La feria regional de armas blancas y de Fuego del Atlántico Medio se celebraba en el auditorio del War Memorial. Metros y metros cuadrados de armamento, una pradera de armas de fuego, sobre todo pistolas y fusiles de asalto. Los haces rojos de las miras láser se entrecruzaban en el techo.

Pocos auténticos amantes de la naturaleza visitan las ferias de armas, por una cuestión de simple buen gusto. Las armas se han convertido en objetos siniestros, y las ferias de armas son tristes, desangeladas, tan deprimentes como el paisaje interior de muchos de sus visitantes.

Es una muchedumbre astrosa, torva, irritable, estreñida como gallina que no acaba de poner el huevo, con el corazón negro como la pez a ojos vista. Y la mayor amenaza para el derecho de todo ciudadano a poseer un arma de fuego.

Lo que les chifla es el armamento de asalto fabricado en serie con bajos costes y materiales de desecho para proporcionar gran potencia de fuego a tropas ignorantes y sin entrenar.

En medio de tanta tripa de cerveza, tanta carne flaccida y tanta cara pálida y sebosa, el doctor Hannibal Lecter, conmovido por el espectáculo, parecía un figurín. Las armas de fuego no le interesaban. Se dirigió directamente al puesto del vendedor de armas blancas más importante del circuito de ferias.

El comerciante sé llamaba Buck y pesaba ciento cincuenta kilos. Buck tenía en exposición todo un arsenal de espadas de fantasía e imitaciones de armas medievales y antiguas; pero también porras, cuchillos y machetes de primera calidad, entre los que el doctor Lecter localizó enseguida la mayoría de los artículos que figuraban en su lista de objetos que había debido abandonar en Italia.

– ¿Puedo ayudarle?

Buck tenía unos carrillos bonachones y una boca simpática, pero ojos ruines.

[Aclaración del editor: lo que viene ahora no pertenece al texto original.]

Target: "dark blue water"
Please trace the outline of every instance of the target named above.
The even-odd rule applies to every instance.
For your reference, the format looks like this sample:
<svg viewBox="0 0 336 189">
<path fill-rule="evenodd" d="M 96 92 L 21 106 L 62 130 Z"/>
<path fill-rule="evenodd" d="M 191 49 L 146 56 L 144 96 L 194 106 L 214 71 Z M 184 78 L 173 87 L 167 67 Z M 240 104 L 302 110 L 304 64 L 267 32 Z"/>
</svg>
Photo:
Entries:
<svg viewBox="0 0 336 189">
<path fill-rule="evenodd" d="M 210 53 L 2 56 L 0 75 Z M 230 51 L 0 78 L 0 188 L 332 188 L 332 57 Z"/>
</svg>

– Sí. Me quedaré esa «Arpía», por favor, y un Spyderco recto y dentado con hoja de diez centímetros. Y aquel cuchillo de despellejador de punta redonda que tiene ahí detrás.

Buck cogió los artículos.

– Quiero el cuchillo de caza que le he dicho, no ése, el bueno. Déjeme ver la porra de cuero, la negra… -el doctor Lecter comprobó el muelle del mango-. Me la quedo.

– ¿Alguna cosa más?

– Sí. Quiero un Spyderco Civilian, no veo ninguno.

– No hay mucha gente que lo conozca, nunca tengo más de uno.

– Sólo quiero uno.

– Su precio normal es de doscientos veinte dólares. Podría dejárselo por ciento noventa incluido el estuche.

– Estupendo. ¿Tiene cuchillos de cocina de acero al carbono?

Buck meneó la cabezota.

– Tendrá que buscarlos de segunda mano en algún mercadillo. Es lo que hago yo. Afilándolos con el dorso de un platillo de postre quedan como nuevos.

– Hágame un paquete. Vendré a buscarlo dentro de unos minutos.

A Buck no solían pedirle que hiciera paquetes. Pero lo hizo, aunque con las cejas arqueadas.

Como era de esperar, aquella feria de armamento tenía más de bazar que de otra cosa. Había unas cuantas mesas de polvorientas antiguallas de la Segunda Guerra Mundial, que empezaban a parecer prehistóricas. Se podían comprar rifles M-l, máscaras de gas con los cristales de los ojos rotos, cantimploras… No faltaban los habituales tenderetes de reliquias nazis, donde uno podía comprar botes de auténtico gas Zyklon B, si sus gustos iban por ahí.

No había casi nada de las guerras de Corea y Vietnam, y absolutamente nada de la operación Tormenta del desierto .

Muchos de los visitantes vestían ropa de camuflaje, como si acabaran de regresar del frente con un breve permiso para asistir a la feria, en la que no echarían en falta indumentaria de aquel tipo, incluido el conjunto de camuflaje total adecuado para un francotirador o un cazador con arco, pues una de las secciones más importantes del salón era la dedicada a los arcos y la caza con arco.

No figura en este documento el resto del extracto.